Упорство римлян в защите своего берега было столь велико, что в первый день Пирру так и не удалось переправиться и развернуть свою армию для боя. С другой стороны, и римляне не смогли сбросить эпириотов в реку — последние сумели занять плацдарм на другом берегу реки и удержать его до наступления темноты. Ночью легионы отошли в лагерь, а воины Пирра остались отдыхать прямо на поле боя. Исход битвы должен был выясниться на следующий день.
Решение Пирра оставить войска ночевать прямо в поле, было продиктовано желанием сохранить тактическую инициативу на следующий день. И действительно, когда римские командующие только выводили легионы из лагеря, армия Пирра уже была построена и готова к бою. Центр эпириотов состоял из пехоты, которой царь попытался придать максимальную упругость: отряды италиков стояли вперемешку с греками, придавая строю гибкость.
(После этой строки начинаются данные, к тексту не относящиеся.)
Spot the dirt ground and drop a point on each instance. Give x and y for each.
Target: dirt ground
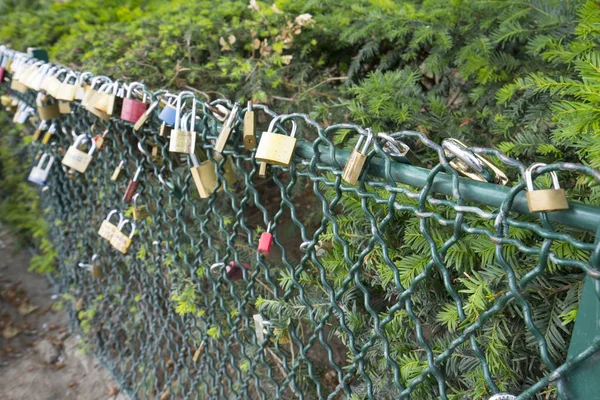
(39, 359)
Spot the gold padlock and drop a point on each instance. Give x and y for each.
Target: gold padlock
(119, 240)
(226, 129)
(275, 148)
(545, 200)
(356, 161)
(107, 229)
(183, 138)
(77, 159)
(249, 128)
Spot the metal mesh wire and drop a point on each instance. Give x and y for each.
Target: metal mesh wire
(166, 327)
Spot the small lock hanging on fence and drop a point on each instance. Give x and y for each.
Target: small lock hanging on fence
(545, 200)
(132, 186)
(39, 173)
(121, 241)
(276, 148)
(249, 128)
(265, 242)
(183, 140)
(107, 229)
(117, 171)
(47, 107)
(228, 126)
(77, 159)
(133, 108)
(140, 212)
(233, 272)
(357, 159)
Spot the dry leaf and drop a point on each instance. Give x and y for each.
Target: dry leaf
(10, 332)
(276, 10)
(27, 308)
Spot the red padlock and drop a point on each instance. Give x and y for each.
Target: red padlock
(265, 242)
(132, 186)
(133, 109)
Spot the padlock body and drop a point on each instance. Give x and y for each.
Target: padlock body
(66, 92)
(132, 110)
(182, 141)
(265, 243)
(76, 159)
(222, 138)
(205, 178)
(107, 230)
(167, 115)
(97, 272)
(354, 167)
(276, 149)
(249, 130)
(120, 241)
(64, 107)
(130, 191)
(547, 200)
(48, 112)
(140, 212)
(234, 272)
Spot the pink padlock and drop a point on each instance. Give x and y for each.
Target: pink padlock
(265, 242)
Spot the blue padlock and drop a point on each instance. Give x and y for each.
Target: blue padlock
(169, 113)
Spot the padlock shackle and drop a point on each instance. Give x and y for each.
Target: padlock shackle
(274, 120)
(113, 212)
(529, 179)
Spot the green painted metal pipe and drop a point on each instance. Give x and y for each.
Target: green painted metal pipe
(579, 215)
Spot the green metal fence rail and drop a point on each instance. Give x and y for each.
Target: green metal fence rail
(166, 327)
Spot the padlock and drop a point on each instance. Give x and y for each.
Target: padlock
(51, 131)
(107, 229)
(168, 114)
(183, 139)
(117, 171)
(144, 117)
(249, 128)
(357, 159)
(132, 186)
(228, 126)
(265, 242)
(545, 200)
(275, 148)
(38, 132)
(39, 173)
(121, 241)
(66, 91)
(47, 108)
(140, 212)
(81, 86)
(132, 108)
(77, 159)
(232, 271)
(204, 176)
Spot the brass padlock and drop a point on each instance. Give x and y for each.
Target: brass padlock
(77, 159)
(357, 159)
(275, 148)
(121, 241)
(183, 140)
(117, 171)
(545, 200)
(249, 128)
(140, 212)
(228, 126)
(107, 229)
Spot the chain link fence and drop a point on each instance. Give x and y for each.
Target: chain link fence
(342, 305)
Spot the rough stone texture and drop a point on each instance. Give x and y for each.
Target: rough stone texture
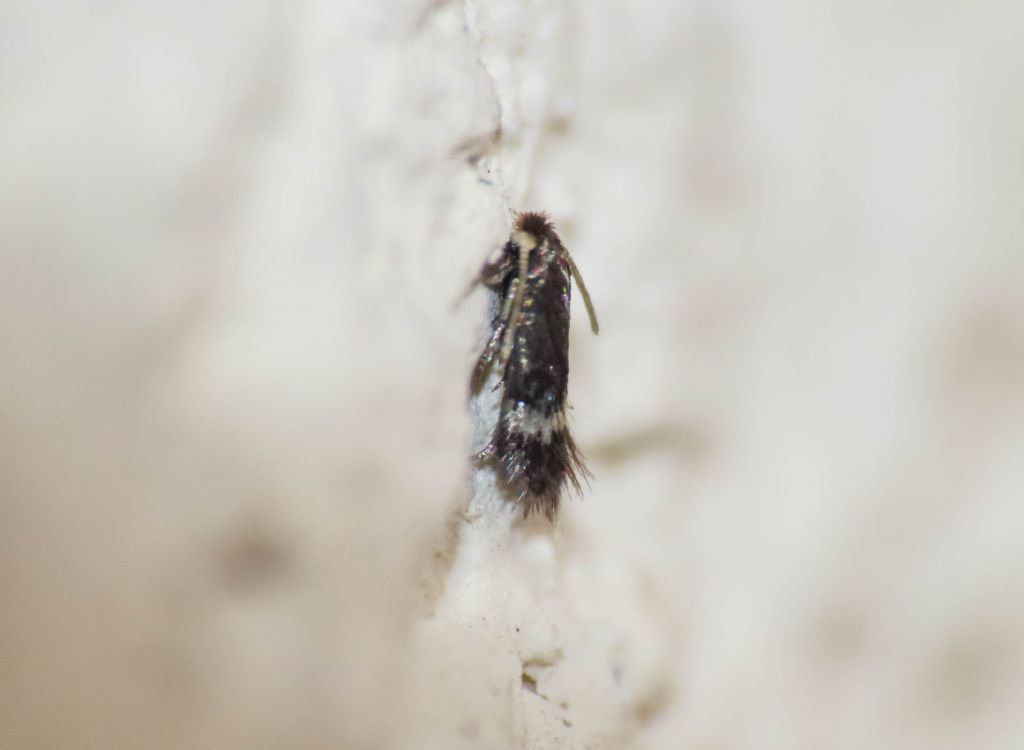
(236, 509)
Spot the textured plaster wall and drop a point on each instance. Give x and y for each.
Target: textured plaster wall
(236, 509)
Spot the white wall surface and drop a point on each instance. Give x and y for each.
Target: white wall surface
(236, 507)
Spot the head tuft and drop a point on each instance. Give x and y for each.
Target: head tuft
(537, 223)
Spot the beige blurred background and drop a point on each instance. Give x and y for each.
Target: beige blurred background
(236, 509)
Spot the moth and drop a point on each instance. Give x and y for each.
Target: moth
(536, 455)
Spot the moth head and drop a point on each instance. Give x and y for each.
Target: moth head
(524, 240)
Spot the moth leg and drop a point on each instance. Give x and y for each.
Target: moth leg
(582, 287)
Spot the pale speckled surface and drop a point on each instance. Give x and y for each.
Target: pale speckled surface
(236, 509)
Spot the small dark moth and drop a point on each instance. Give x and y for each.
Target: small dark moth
(528, 347)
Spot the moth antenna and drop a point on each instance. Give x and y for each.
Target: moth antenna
(583, 289)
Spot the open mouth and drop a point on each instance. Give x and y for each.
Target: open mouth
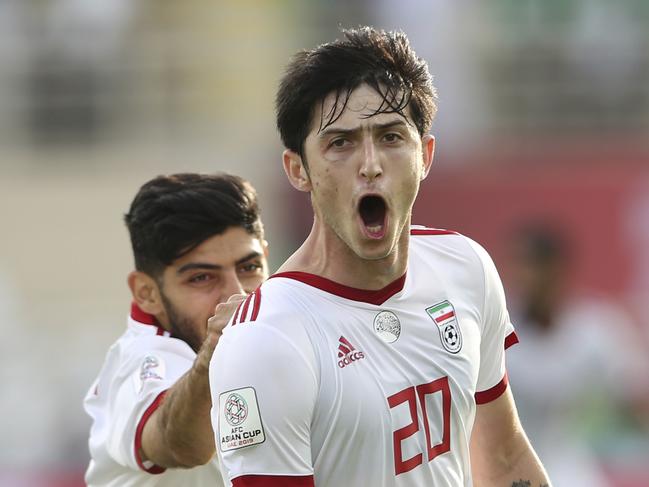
(372, 210)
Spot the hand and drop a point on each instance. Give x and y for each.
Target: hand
(222, 314)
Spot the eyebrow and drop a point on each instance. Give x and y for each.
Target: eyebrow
(214, 267)
(379, 126)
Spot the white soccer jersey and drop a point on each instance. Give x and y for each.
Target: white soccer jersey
(338, 386)
(139, 368)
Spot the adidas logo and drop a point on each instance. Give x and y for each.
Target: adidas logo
(347, 353)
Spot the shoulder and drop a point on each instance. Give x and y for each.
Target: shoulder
(447, 244)
(279, 300)
(146, 356)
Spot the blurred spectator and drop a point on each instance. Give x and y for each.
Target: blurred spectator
(576, 367)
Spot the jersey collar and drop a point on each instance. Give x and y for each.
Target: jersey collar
(377, 297)
(144, 318)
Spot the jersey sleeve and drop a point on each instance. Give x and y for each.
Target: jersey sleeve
(136, 391)
(497, 332)
(264, 385)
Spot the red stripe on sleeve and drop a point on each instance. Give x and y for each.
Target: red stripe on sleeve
(273, 481)
(495, 392)
(236, 314)
(246, 305)
(511, 339)
(431, 231)
(154, 469)
(255, 308)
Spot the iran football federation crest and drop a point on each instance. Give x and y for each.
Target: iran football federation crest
(387, 326)
(443, 314)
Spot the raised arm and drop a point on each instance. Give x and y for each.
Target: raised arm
(501, 454)
(178, 432)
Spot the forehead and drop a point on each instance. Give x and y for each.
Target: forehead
(224, 249)
(361, 106)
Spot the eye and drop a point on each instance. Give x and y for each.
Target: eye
(339, 143)
(198, 278)
(250, 267)
(392, 137)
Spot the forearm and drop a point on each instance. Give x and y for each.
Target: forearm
(513, 465)
(501, 454)
(179, 433)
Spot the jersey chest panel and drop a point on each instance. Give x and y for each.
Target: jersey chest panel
(386, 369)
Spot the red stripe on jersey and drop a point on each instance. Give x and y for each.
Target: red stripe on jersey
(140, 316)
(145, 318)
(431, 231)
(255, 308)
(377, 297)
(154, 469)
(511, 339)
(494, 392)
(236, 314)
(445, 317)
(273, 481)
(246, 305)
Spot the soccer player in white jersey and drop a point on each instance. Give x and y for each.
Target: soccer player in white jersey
(198, 244)
(375, 357)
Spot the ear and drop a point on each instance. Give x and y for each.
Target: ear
(146, 293)
(428, 151)
(264, 244)
(295, 171)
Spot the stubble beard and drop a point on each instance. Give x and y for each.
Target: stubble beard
(180, 326)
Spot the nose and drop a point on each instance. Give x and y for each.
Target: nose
(231, 285)
(371, 167)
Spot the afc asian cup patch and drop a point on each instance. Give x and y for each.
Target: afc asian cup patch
(151, 368)
(443, 314)
(239, 420)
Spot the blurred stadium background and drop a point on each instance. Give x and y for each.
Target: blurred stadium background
(543, 117)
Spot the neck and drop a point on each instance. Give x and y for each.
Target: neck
(323, 253)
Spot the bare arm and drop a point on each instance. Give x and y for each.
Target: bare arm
(179, 433)
(501, 454)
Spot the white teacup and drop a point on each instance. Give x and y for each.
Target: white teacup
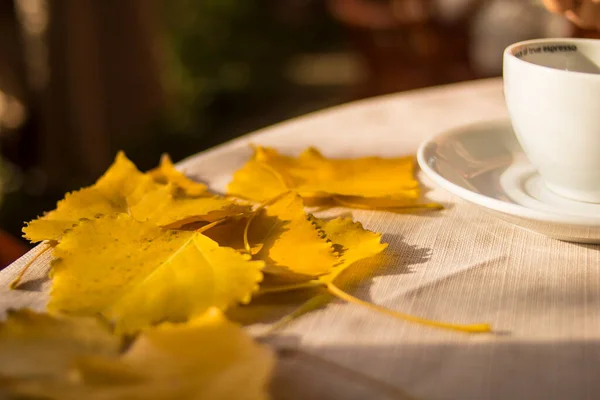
(552, 91)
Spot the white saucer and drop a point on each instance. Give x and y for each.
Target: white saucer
(485, 165)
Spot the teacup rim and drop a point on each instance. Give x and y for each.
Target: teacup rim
(508, 53)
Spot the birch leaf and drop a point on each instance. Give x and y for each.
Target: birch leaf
(292, 246)
(121, 187)
(206, 358)
(164, 208)
(136, 274)
(312, 175)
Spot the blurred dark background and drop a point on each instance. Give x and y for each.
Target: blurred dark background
(81, 79)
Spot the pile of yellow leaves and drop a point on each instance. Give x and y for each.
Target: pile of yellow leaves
(145, 265)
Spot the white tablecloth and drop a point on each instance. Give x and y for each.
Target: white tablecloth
(542, 296)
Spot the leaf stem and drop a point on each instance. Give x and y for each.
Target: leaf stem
(476, 328)
(292, 287)
(15, 283)
(407, 208)
(211, 225)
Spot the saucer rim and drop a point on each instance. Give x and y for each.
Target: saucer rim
(486, 201)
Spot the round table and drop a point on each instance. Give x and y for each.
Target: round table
(462, 265)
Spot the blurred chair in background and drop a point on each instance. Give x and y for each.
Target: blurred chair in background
(409, 44)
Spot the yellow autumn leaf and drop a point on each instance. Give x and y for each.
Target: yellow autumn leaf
(292, 247)
(312, 175)
(34, 345)
(354, 244)
(136, 274)
(166, 173)
(164, 208)
(121, 187)
(206, 358)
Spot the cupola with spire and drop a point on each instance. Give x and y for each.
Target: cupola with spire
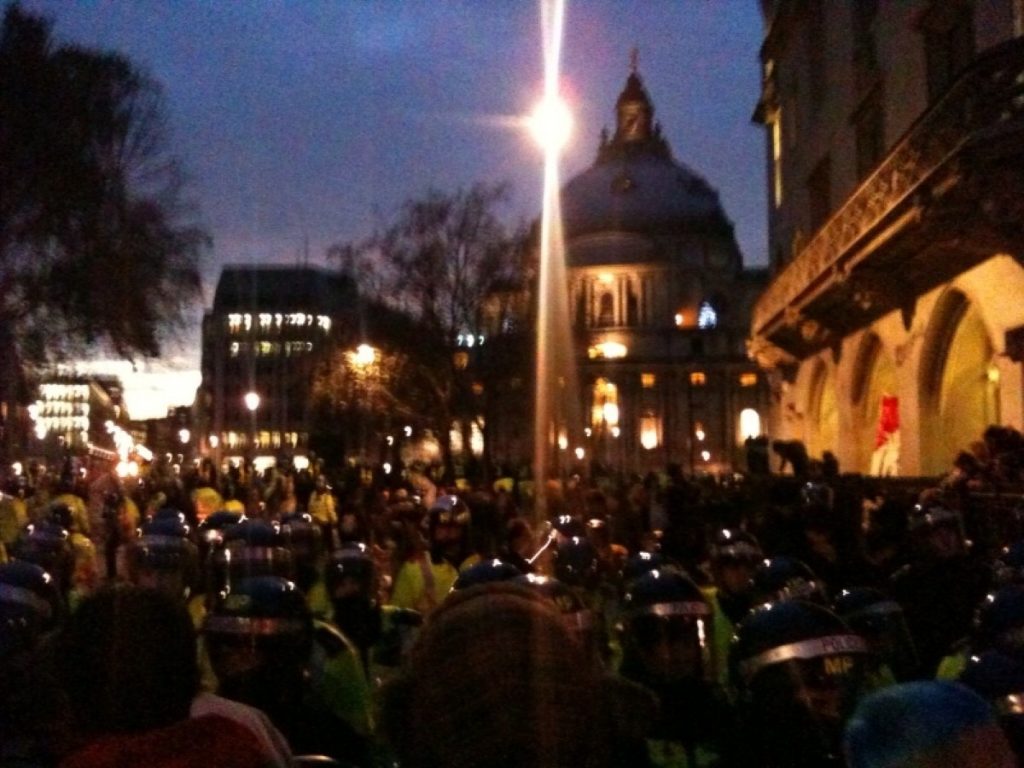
(635, 126)
(636, 184)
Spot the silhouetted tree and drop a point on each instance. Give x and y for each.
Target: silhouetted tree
(440, 262)
(95, 243)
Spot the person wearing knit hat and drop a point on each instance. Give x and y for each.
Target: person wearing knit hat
(497, 679)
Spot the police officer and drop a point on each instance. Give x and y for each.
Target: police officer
(46, 545)
(799, 670)
(782, 578)
(163, 557)
(667, 636)
(734, 556)
(249, 548)
(260, 636)
(30, 702)
(427, 574)
(941, 586)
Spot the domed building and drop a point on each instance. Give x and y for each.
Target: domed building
(662, 305)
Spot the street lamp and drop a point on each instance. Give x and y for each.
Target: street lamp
(252, 402)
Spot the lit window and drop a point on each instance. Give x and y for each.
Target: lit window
(649, 427)
(607, 350)
(707, 317)
(775, 127)
(750, 423)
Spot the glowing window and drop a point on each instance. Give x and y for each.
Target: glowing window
(608, 350)
(750, 423)
(707, 316)
(649, 428)
(604, 410)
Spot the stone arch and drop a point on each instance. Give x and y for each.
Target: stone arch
(822, 411)
(875, 379)
(955, 392)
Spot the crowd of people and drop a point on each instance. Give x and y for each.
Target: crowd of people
(292, 617)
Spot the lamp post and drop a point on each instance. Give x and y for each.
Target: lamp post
(252, 402)
(363, 360)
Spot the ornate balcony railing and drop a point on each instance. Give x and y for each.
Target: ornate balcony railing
(983, 103)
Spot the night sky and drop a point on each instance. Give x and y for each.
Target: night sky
(310, 121)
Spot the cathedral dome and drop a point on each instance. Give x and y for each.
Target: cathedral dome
(636, 185)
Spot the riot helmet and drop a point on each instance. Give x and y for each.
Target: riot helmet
(264, 615)
(999, 622)
(734, 556)
(48, 546)
(1009, 566)
(351, 584)
(642, 562)
(163, 557)
(798, 670)
(484, 571)
(30, 605)
(250, 548)
(448, 520)
(576, 562)
(781, 578)
(667, 626)
(304, 540)
(880, 620)
(171, 513)
(580, 620)
(351, 571)
(999, 680)
(937, 532)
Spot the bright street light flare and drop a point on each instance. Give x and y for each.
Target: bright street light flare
(551, 124)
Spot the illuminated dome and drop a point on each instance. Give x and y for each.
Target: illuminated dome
(636, 185)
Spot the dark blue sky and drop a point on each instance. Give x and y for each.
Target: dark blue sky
(314, 119)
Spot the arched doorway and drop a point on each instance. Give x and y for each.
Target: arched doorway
(957, 395)
(822, 433)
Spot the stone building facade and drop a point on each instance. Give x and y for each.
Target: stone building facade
(893, 328)
(659, 302)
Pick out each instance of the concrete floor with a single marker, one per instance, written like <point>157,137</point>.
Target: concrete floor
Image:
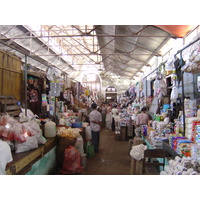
<point>112,159</point>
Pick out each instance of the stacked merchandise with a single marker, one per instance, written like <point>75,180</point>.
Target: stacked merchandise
<point>192,129</point>
<point>70,119</point>
<point>190,108</point>
<point>20,136</point>
<point>193,63</point>
<point>182,166</point>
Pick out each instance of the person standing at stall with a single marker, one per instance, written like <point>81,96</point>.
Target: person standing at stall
<point>141,119</point>
<point>114,114</point>
<point>95,125</point>
<point>103,113</point>
<point>33,100</point>
<point>5,156</point>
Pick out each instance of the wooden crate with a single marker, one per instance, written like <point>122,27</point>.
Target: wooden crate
<point>136,167</point>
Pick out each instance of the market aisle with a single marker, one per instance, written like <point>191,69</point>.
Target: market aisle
<point>112,159</point>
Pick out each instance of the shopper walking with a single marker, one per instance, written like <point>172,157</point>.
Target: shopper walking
<point>142,118</point>
<point>141,121</point>
<point>5,156</point>
<point>95,125</point>
<point>34,106</point>
<point>103,113</point>
<point>114,114</point>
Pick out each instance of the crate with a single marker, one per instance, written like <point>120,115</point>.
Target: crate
<point>136,167</point>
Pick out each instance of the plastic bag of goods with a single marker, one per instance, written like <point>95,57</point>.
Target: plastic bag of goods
<point>29,144</point>
<point>79,145</point>
<point>72,162</point>
<point>137,151</point>
<point>36,131</point>
<point>88,133</point>
<point>89,148</point>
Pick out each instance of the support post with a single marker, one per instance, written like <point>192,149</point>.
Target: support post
<point>25,84</point>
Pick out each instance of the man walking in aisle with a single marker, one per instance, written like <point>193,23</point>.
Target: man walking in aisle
<point>95,125</point>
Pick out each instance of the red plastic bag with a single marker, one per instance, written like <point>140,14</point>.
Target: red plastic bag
<point>72,161</point>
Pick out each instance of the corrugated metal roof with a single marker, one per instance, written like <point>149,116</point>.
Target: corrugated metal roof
<point>113,51</point>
Ядром пехоты была фаланга эпириотов-молоссцев. На флангах, чуть позади пехоты, расположилась конница. Часть всадников и слоны были выведены в резерв.
Римляне построились аналогично: пехота в центре, на крыльях конница. Консулы планировали «перемолоть» пехоту Пирра еще до введения в бой слонов. Но и на случай появления этих страшных зверей, сражаться с которыми римские пехотинцы просто отказывались, казалось, было найдено решение: римляне, если верить античным авторам, вывели на поле боя сотни повозок (или колесниц) с жаровнями, факелами, трезубцами и железными косами, которые должны были пугать и ранить слонов. Впрочем, на деле все вышло немного иначе.
Сражение началось с перестрелки метателей, после чего римляне сразу перешли в атаку и бросились на пехотинцев Пирра. Разгорелся жаркий бой. Римляне со всей энергией атаковали неприятеля, стремясь потеснить его и прорвать фронт италиков Пирра. Там, где сражалась эпирская фаланга, римлянам так и не удалось достичь успеха, но вот на левом фланге и центре, где сражались преимущественно луканы и самниты, уступавшие римлянам в выучке и вооружении, легионы сумели потеснить врага. Царь, однако, умело использовал гибкость своей армии и резервы, перебрасывая их на угрожаемое направление.
Наконец, когда воины с обеих сторон были уже достаточно утомлены боем, на фланге римлян послышался неясный гул и топот. Это были слоны! Невзирая на страх, который внушали животные, командиры римлян оставались спокойны: они надеялись на повозки-колесницы с экипажами.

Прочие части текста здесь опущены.